BENDERRAnews.com, 26/6/20 (Jakarta): Kini muncul beragam respons dari yang ‘cool’ hingga bernada tinggi pasca-peristiwa pembakaran bendera PDI Perjuangan.
Sekretaris Jenderal DPP PDI Perjuangan (PDIP) Hasto Kristiyanto mengatakan, peristiwa pembakaran bendera partainya mengingatkan pihaknya kembali pada peristiwa Kerusuhan Dua Puluh Tujuh Juli (Kudatuli) 27 Juli 1996. Di mana pijakan moral lewat proses hukum ditempuh dan akhirnya mendapat dukungan rakyat.
“PDI Perjuangan kembali menegaskan, bahwa jalur hukum selalu ditempuh partai meski partai sering di kuyo-kuyo, dikepung dan dipecah belah dengan stigma lama,” kata Hasto, Jumat (26/6/20).
Dia menceritakan, ketika konsolidasi dilakukan pasca-peristiwa Kudatuli 27 Juli 1996, ada yang mengusulkan untuk melakukan perlawanan terhadap rezim. Namun Ketua Umum Megawati Soekarnoputri mengambil langkah yang mengejutkan, yakni membentuk Tim Pembela Demokrasi dan melakukan gugatan di lebih dari 267 kabupaten/kota.
Saat itu pun, lanjut Hasto, ada yang memprotes langkah hukum tersebut mengingat seluruh kekuasaan hukum dan kehakiman tunduk pada pemerintahan otoriter yang antidemokrasi.

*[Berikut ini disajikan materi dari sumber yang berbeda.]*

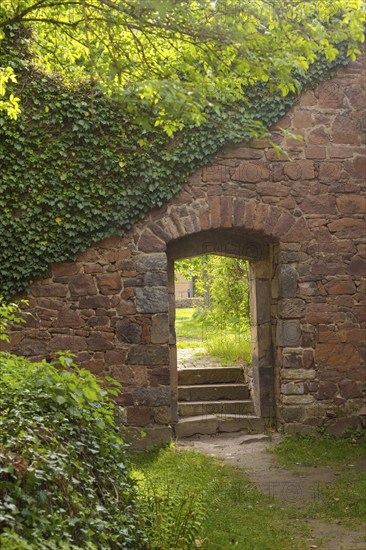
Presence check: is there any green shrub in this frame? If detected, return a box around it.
[0,353,145,550]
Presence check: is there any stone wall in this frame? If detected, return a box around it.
[4,60,366,440]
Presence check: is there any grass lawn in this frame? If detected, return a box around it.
[175,308,207,340]
[133,447,309,550]
[175,308,252,365]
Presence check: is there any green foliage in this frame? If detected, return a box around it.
[204,333,252,366]
[273,434,366,467]
[133,447,309,550]
[0,67,20,119]
[0,0,364,134]
[0,353,145,550]
[0,295,27,342]
[175,255,250,335]
[0,19,360,299]
[271,431,366,525]
[175,308,205,340]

“Dan saya ingat betul bagaimana Ibu Megawati menegaskan dengan penuh keyakinan. Masa di antara lebih dari 267 kabupaten/kota tidak ada satu pun hakim, atau jaksa atau polisi yang tidak punya hati nurani? Begitu kata Ibu Megawati,” jelas Hasto.

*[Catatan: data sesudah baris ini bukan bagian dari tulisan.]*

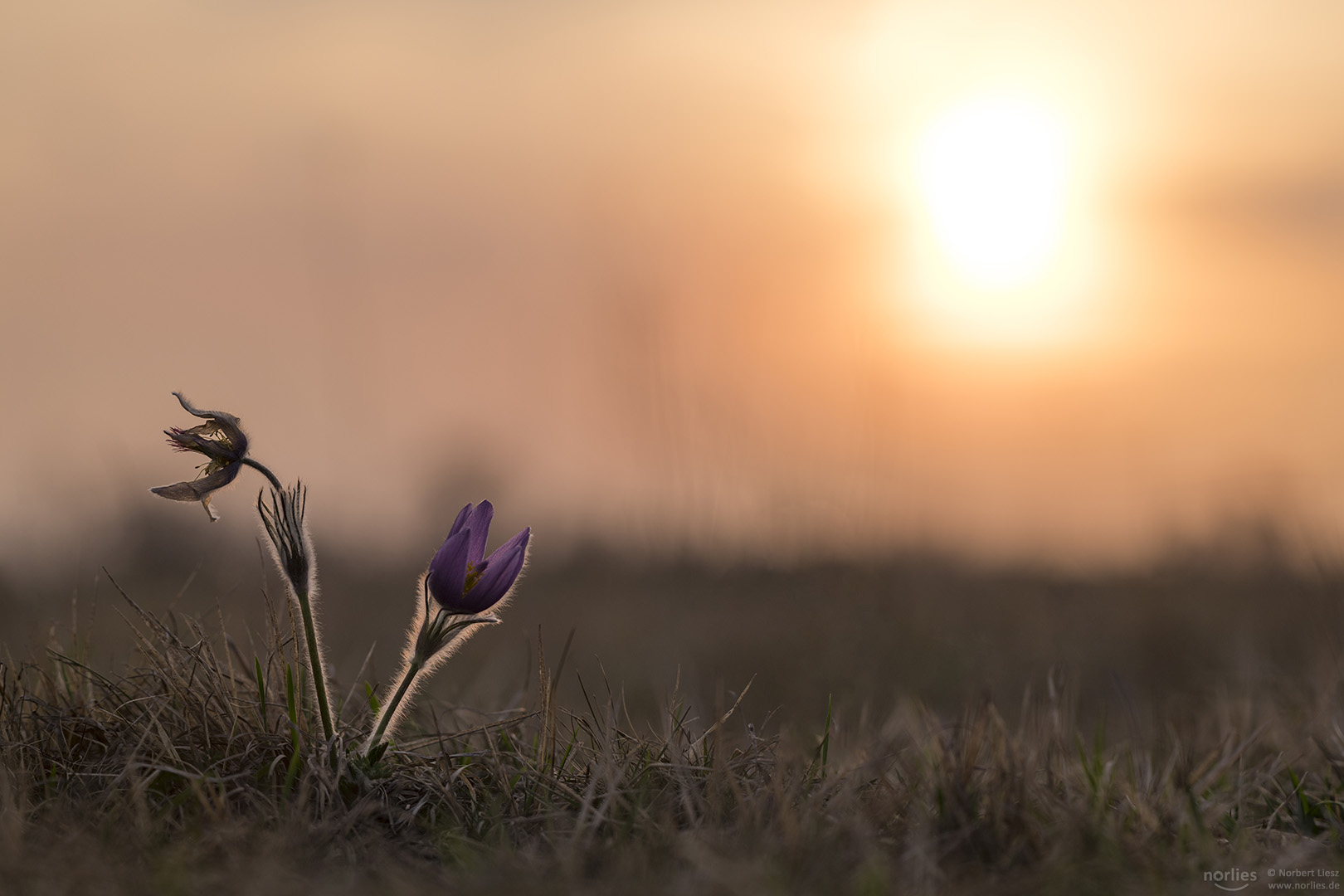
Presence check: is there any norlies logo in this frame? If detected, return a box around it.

“Keyakinan beliau terbukti, seorang hakim yang bernama Tobing di Riau memenangkan gugatan PDI dan Posko Gotong Royong berdiri spontan. Inilah cermin dukungan rakyat. Itulah esensi kekuatan moral,” kata Hasto lagi.
Atas dasar keyakinan yang sama itulah maka kini, menghadapi pembakaran bendera partainya, PDI-P menempuh jalan hukum.
Hal itu sudah ditegaskan, baik oleh Megawati lewat Surat Perintah Harian, maupun di dalam pernyataan Hasto sebelumnya.
Kata Hasto, PDI-P memandang Indonesia merupakan milik semua. Bukan milik sekelompok orang. Presiden Jokowi Wapres dan KH Ma’ruf Amin merupakan pemimpin yang selalu berdialog serta mendengarkan aspirasi rakyat.
“Serangan ke PDI Perjuangan punya tujuan lebih jauh, mengganggu pemerintahan Pak Jokowi. Untuk itu PDI Perjuangan menegaskan, bahwa dialog dan musyawarah kita kedepankan, namun jangan uji kesabaran revolusioner kami,” ulas Hasto.
Nasionalis-Soekarnois
Selanjutnya diyakinkannya, kader partai itu akan berada di dalam satu komando yang sama.
“Seluruh anggota dan kader partai itu satu komando. Kami Nasionalis-Soekarnois yang selalu berjuang untuk bangsa dan negara. Kami dididik untuk mencintai negara ini lebih dari segalanya dan membangun persaudaraan sebagai saudara sebangsa dan setanah air, untuk Indonesia yang satu,” kata Hasto.
Karena itu, seluruh kader partai terus berdisiplin dan mengedepankan semangat persaudaraan dan rekonsiliasi.
Hal itu sebagaimana ketika Megawati menyerukan agar “Stop Hujat Pak Harto” di saat pemimpin Orde Baru itu turun dari kekuasaan.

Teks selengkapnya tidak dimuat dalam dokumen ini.